Publication year - 2004
Publication title -
journal of separation science
Language(s) - English
Resource type - Journals
SCImago Journal Rank - 0.72
H-Index - 102
eISSN - 1615-9314
pISSN - 1615-9306
DOI - 10.1002/jssc.200301641
Subject(s) - monte carlo method , chemistry , uncorrelated , gas chromatography , enthalpy , analytical chemistry (journal) , chromatography , thermodynamics , physics , mathematics , statistics
The correlation of retention times in comprehensive two‐dimensional gas chromatography caused by correlation of enthalpy and entropy changes between two stationary phases, methylsilicone and poly(ethylene glycol), was examined using commercial GC software and in‐house Monte Carlo simulation. The enthalpy change, Δ H 0 , and entropy change, Δ S 0 , of 93 compounds were predicted from isothermal one‐dimensional gas chromatograms predicted by the software. These values then were mimicked by Monte Carlo simulation, which removed the strong correlation of Δ H 0 and modest correlation of Δ S 0 between the two phases. Retention times in a comprehensive two‐dimensional gas chromatogram (GC×GC) and in simulations of it were predicted for typical dual‐capillary temperature‐programmed conditions using the actual, correlated values of Δ H 0 and Δ S 0 and their uncorrelated Monte Carlo counterparts, respectively. The uncorrelated Δ H 0 and Δ S 0 values caused the retention‐time range of the simulations’ second dimension to expand substantially beyond that in the GC×GC. Other simulations were developed using a restricted range of uncorrelated Δ H 0 and Δ S 0 values to mimic more closely the retention‐time range of the GC×GC's second dimension.
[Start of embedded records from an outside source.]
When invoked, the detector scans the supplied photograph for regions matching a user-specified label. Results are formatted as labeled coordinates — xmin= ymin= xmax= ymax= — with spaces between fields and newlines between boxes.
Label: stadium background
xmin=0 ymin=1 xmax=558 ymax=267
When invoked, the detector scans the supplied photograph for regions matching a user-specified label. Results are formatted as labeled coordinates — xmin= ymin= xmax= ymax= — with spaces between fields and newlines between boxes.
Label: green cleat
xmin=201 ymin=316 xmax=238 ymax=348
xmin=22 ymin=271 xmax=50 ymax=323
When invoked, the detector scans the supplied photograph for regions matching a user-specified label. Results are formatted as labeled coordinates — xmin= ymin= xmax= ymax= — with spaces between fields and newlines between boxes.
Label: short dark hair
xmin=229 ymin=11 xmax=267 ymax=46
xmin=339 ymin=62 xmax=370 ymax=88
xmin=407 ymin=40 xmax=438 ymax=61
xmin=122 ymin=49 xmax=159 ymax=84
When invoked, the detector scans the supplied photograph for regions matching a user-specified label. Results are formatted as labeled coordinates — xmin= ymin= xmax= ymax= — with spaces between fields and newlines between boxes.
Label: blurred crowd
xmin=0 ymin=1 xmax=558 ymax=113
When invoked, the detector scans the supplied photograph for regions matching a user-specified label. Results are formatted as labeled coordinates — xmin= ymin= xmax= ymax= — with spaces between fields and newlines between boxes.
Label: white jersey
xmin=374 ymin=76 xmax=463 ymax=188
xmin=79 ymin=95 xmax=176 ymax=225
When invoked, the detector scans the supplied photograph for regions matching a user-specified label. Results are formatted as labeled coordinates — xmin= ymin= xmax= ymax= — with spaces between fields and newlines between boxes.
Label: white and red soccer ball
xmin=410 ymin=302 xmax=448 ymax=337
The intervals between nearest neighbor retention‐time coordinates were calculated in both the latter simulations and the GC×GC. The intervals were larger in the simulations than in the GC×GC because the former contained uncorrelated coordinates and the latter contained correlated ones, which clustered along or near the diagonal. The retention times in the first dimension of the GC×GC were Poisson distributed, as assessed by statistical‐overlap theory. In contrast, the two‐dimensional reduced retention‐time coordinates in the GC×GC were not Poisson distributed, because retention times were correlated. However, the reduced retention‐time coordinates in the simulations were Poisson distributed.